Exactement. Et ce projet là n’était pas évident à mettre en place, financièrement d’abord. J’avais sollicité le ministère de la culture du Sénégal dont je n’ai jamais eu de nouvelles malgré les multiples relances. J’ai ensuite sollicité de multiples sponsors à Dakar qui étaient tous d’accord pour soutenir le projet, même si la danse contemporaine est un secteur qui est assez éloigné de ce qu’ils ont l’habitude d’aider. Le projet les intéressait car il s’agit de la diversité et de la jeunesse africaine. Sauf qu’ils m’ont répondu « Pour que l’on puisse vous accompagner on doit avoir l’aval du Ministère de la culture… ». J’ai quand même réussi à boucler le budget du projet car des partenaires se sont engagés, mais ça n’a pas été simple. L’autre défi était de concilier l’équipe artistique, les danseurs n’ayant pas la même approche, la même formation, les mêmes expériences, etc. Puis se retrouver face à neuf danseurs n’était pas si évident pour tout le monde. Le projet était donc miné à plein d’endroits ! Mais la dernière semaine de résidence où l’on s’est retrouvés tous ensemble au Sénégal était extraordinaire. Chacun prenait un temps pour travailler sa partie avec moi, puis des aspects plus spécifiques avec les danseurs, c’est allé très vite.

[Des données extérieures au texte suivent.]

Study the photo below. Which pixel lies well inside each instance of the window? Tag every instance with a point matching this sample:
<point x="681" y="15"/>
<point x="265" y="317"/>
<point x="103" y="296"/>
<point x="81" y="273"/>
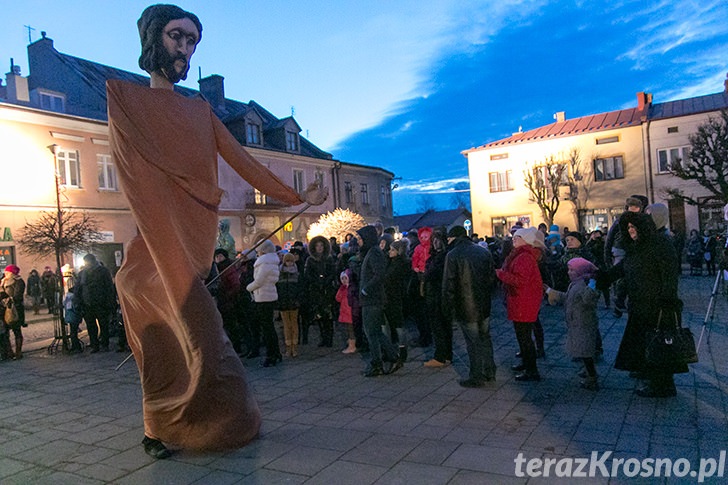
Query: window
<point x="501" y="181"/>
<point x="51" y="102"/>
<point x="364" y="194"/>
<point x="609" y="139"/>
<point x="298" y="182"/>
<point x="544" y="171"/>
<point x="671" y="157"/>
<point x="69" y="169"/>
<point x="252" y="134"/>
<point x="291" y="141"/>
<point x="106" y="172"/>
<point x="608" y="168"/>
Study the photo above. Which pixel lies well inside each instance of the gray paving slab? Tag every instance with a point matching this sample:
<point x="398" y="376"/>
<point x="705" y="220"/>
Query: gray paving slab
<point x="73" y="419"/>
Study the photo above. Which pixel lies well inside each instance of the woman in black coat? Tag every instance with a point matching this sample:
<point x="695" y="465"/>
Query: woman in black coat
<point x="650" y="271"/>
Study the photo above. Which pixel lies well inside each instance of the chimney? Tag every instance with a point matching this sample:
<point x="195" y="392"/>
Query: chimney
<point x="213" y="89"/>
<point x="17" y="85"/>
<point x="644" y="100"/>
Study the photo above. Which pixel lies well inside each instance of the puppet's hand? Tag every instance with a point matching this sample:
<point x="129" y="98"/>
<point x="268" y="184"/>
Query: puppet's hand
<point x="315" y="194"/>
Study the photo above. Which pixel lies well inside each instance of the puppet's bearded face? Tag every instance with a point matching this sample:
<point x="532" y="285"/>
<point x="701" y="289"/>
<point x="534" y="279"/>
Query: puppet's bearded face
<point x="179" y="39"/>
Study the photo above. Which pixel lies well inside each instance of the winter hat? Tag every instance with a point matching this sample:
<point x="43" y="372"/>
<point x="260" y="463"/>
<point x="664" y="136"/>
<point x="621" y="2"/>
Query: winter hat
<point x="582" y="268"/>
<point x="11" y="268"/>
<point x="554" y="234"/>
<point x="267" y="247"/>
<point x="222" y="251"/>
<point x="530" y="236"/>
<point x="457" y="231"/>
<point x="388" y="240"/>
<point x="659" y="213"/>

Comment votre écriture chorégraphique vient dialoguer avec celles des autres chorégraphes, et comment se passe la transmission aux neuf danseurs ?

L’un des enjeux était effectivement de réussir à ajouter un peu ma « patte » tout en travaillant avec une équipe artistique également décisionnaire. Les chorégraphes m’ont laissé carte blanche pour manier et remanier ce qu’ils avaient fait, et je tenais absolument à rester fidèle à leur travail. Mon rôle a été plutôt d’élaguer, de trouver une forme de fluidité, d’affiner des transitions, etc. J’ai beaucoup travaillé sur le rythme pour arriver à une forme qui m’est proche. À chaque remaniement je restais vigilant à ce que l’on aille dans la bonne direction, dans le respect de ce que chaque chorégraphe avait déjà réalisé avec les danseurs. Je me retournais tout le temps pour demander « Est-ce que ça te va si je fais ça ? ».

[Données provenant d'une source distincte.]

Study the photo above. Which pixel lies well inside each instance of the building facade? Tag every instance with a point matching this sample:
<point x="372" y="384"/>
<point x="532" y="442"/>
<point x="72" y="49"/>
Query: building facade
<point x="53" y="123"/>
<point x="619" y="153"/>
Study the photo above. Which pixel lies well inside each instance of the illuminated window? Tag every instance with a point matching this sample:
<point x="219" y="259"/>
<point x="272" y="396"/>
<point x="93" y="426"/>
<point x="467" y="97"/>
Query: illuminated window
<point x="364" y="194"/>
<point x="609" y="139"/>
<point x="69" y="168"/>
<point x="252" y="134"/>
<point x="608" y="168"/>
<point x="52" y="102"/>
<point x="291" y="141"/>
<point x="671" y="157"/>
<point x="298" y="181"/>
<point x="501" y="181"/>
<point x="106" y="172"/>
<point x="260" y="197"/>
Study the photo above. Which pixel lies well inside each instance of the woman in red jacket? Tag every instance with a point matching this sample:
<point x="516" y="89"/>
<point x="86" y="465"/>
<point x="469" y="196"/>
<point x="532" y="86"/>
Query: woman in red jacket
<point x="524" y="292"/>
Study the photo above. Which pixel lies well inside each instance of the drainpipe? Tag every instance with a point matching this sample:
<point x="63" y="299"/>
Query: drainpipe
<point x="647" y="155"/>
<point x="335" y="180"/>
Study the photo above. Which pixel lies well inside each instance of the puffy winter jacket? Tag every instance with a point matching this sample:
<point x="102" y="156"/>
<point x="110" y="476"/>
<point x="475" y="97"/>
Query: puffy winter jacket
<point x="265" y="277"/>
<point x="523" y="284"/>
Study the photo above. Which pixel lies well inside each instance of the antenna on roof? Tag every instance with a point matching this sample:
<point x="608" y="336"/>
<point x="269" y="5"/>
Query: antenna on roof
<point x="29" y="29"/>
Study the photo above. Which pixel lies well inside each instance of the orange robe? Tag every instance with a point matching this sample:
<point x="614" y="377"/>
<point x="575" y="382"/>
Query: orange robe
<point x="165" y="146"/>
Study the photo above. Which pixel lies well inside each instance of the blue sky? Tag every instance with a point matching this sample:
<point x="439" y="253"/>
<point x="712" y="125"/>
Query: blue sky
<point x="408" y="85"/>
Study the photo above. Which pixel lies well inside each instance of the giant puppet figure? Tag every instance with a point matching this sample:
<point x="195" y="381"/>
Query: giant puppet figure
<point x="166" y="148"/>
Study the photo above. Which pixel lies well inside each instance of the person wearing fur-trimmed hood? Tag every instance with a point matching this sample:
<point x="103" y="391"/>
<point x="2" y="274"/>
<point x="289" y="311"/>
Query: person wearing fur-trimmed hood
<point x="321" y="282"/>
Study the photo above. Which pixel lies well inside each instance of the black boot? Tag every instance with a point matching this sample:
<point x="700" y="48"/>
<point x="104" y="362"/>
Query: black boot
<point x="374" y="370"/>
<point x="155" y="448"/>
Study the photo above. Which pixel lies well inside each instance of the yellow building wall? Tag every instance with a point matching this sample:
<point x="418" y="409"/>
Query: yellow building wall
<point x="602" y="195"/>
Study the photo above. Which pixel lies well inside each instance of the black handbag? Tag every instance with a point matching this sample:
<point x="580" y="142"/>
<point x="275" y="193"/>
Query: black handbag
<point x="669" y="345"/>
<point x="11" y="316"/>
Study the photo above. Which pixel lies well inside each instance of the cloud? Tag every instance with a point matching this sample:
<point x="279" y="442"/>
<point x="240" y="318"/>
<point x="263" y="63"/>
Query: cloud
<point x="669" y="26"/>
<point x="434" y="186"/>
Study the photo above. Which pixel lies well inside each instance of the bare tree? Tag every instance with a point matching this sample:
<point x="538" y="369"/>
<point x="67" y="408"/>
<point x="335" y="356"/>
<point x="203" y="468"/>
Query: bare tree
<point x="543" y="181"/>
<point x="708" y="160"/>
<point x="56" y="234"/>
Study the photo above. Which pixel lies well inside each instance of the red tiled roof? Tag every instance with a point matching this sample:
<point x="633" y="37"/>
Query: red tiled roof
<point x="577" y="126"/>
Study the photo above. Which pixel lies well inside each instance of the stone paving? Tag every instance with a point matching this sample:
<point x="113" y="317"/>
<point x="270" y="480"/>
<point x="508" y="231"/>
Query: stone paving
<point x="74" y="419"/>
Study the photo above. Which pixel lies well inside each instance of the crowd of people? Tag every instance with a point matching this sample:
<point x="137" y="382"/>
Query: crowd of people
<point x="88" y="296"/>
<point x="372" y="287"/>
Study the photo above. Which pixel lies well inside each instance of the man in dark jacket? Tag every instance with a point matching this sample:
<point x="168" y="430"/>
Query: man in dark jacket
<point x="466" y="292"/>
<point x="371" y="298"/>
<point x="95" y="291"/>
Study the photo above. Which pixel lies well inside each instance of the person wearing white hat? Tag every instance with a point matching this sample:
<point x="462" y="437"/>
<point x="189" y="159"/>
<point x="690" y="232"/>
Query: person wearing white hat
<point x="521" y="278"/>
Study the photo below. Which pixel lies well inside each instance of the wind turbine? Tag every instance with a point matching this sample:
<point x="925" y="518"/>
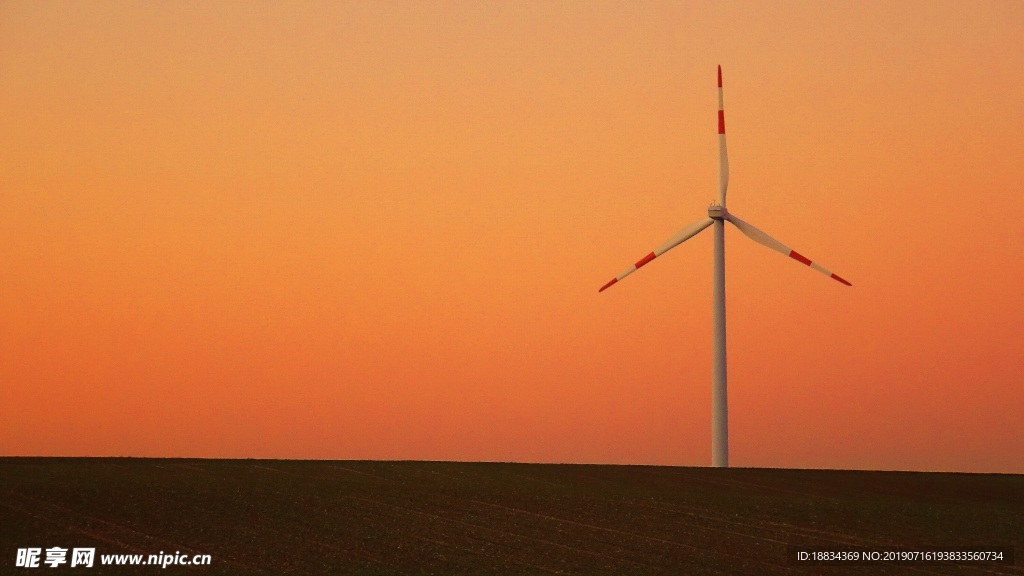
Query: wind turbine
<point x="717" y="216"/>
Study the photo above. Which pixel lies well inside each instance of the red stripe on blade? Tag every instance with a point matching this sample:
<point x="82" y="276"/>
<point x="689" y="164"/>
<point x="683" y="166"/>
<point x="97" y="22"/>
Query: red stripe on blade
<point x="799" y="258"/>
<point x="645" y="259"/>
<point x="841" y="280"/>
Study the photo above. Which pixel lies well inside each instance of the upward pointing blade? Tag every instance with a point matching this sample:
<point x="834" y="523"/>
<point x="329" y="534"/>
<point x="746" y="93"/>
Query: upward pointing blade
<point x="723" y="154"/>
<point x="677" y="239"/>
<point x="762" y="238"/>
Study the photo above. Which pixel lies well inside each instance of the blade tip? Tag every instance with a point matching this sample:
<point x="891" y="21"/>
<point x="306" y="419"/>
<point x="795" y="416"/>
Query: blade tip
<point x="836" y="277"/>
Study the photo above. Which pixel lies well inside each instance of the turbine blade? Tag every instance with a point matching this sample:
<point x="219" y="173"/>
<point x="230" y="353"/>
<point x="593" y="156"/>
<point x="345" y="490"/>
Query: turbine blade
<point x="723" y="154"/>
<point x="761" y="238"/>
<point x="677" y="239"/>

Est-ce que les neufs interprètes de Siguifin viennent plutôt du hip-hop, du contemporain ou bien assument-ils une pluralité de pratiques ?

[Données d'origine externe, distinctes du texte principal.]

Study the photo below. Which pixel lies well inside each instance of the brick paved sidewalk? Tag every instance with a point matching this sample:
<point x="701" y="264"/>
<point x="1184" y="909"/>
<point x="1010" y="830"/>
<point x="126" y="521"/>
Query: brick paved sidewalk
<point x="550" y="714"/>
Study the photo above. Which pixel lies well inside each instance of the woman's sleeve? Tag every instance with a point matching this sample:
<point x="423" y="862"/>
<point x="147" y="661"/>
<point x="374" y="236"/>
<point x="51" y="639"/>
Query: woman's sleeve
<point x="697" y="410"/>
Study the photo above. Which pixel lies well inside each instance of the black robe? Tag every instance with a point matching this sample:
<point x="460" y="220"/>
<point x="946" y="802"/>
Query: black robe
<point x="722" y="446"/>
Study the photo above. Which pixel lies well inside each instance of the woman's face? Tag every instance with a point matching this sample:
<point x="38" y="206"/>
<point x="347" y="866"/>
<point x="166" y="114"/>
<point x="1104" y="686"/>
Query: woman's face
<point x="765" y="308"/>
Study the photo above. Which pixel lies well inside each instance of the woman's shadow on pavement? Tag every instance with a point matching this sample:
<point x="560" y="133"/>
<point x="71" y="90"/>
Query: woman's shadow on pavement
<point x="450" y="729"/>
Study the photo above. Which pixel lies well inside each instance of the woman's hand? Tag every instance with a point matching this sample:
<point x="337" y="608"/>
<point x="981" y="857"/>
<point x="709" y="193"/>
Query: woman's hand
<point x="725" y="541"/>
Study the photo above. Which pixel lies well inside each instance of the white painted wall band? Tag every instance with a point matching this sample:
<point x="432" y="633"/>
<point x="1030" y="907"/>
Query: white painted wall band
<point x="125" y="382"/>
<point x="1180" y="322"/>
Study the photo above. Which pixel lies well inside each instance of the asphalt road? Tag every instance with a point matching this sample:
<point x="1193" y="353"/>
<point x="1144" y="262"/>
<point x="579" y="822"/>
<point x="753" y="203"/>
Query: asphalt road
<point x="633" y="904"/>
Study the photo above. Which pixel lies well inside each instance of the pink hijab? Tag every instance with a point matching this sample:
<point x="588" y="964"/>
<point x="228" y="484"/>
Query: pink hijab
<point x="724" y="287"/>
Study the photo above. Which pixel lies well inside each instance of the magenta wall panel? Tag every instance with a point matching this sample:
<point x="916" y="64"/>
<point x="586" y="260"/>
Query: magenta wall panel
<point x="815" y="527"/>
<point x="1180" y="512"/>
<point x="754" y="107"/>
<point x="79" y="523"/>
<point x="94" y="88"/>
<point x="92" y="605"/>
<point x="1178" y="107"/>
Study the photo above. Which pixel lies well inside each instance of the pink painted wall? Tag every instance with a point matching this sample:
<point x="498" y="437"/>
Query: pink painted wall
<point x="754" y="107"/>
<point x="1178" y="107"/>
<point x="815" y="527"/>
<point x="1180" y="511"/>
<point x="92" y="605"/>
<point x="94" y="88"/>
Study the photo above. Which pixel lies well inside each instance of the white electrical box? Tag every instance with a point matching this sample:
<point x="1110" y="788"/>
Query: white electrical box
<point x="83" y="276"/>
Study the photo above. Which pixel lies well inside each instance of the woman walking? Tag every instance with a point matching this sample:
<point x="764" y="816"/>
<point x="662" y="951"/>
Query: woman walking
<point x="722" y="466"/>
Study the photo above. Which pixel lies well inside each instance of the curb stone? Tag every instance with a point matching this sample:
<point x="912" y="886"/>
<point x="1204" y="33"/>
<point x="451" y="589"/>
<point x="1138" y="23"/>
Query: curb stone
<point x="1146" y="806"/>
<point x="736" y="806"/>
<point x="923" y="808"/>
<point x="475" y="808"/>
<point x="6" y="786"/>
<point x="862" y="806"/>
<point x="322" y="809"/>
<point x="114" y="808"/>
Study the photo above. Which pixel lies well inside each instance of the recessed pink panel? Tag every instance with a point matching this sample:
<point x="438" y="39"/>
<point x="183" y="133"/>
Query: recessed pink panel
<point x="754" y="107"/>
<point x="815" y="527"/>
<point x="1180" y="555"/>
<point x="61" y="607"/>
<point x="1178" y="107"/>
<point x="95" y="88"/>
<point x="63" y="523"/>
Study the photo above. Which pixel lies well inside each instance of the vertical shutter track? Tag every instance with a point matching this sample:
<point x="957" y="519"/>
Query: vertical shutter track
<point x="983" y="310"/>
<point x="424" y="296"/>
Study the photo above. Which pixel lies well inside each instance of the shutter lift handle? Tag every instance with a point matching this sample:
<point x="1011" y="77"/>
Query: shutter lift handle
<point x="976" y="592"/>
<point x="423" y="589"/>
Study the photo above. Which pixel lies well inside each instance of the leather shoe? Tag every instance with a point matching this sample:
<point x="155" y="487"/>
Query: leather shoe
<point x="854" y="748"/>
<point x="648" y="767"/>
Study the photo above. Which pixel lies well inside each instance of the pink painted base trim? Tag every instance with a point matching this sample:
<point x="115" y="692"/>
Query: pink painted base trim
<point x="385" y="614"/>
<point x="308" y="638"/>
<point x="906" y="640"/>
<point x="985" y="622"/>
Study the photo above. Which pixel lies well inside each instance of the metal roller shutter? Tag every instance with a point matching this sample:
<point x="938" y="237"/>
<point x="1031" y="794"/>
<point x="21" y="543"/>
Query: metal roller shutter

Dans le groupe de danseurs burkinabés réuni par Ladji, il y a deux danseurs hip-hop qui viennent des battles, ce sont des street-dancers très ouverts, leurs corps sont assez maniables, réceptifs et on peut les emmener ailleurs. Les danseurs sénégalais pratiquaient déjà plusieurs disciplines, ils peuvent jongler du hip-hop à la danse traditionnelle puis à la danse contemporaine… Puis les danseurs maliens viennent plutôt de la danse traditionnelle.

[…]

Est-il difficile encore aujourd’hui de se détacher de ces étiquettes « hip-hop », « contemporain » pour affirmer une écriture singulière et personnelle ?

Ce qui est compliqué, c’est qu’il faut toujours expliquer ce que l’on fait et pourquoi on le fait. Et devoir expliquer pourquoi tu danses, mettre des mots, essayer de trouver une explication concrète et logique à pourquoi tu fais les choses… Parfois tu es aspiré, inspiré, ton corps prend le contrôle et il n’y a pas de mots ! Mais tu es toujours obligé de répondre à des questions, d’expliquer tes projets, tes intentions, ce que va être le spectacle, etc. Même si je me plis à ces conditions, je pense malgré tout que ce qui se rapporte à la danse tient du domaine de l’inexplicable.

De quels chorégraphes vous sentez vous proches dans votre approche chorégraphique ?

Mon maître absolu reste Emanuel Gat. En travaillant avec lui j’ai beaucoup appris de sa manière de faire et cette experience me sert aujourd’hui à créer des structures sur lesquelles rebondir en tant que chorégraphe. Toute la génération des danseurs qui mélangent hip-hop et danse contemporaine aussi, je pense à Johanna Faye et Saïdo Lehlouh par exemple, dont je me sens proche. Maintenant, ce que j’essaie de faire c’est du ‘Amala Dianor’, ce travail que j’ai développé tout au long de ma carrière et que j’essaie de partager avec d’autres aujourd’hui.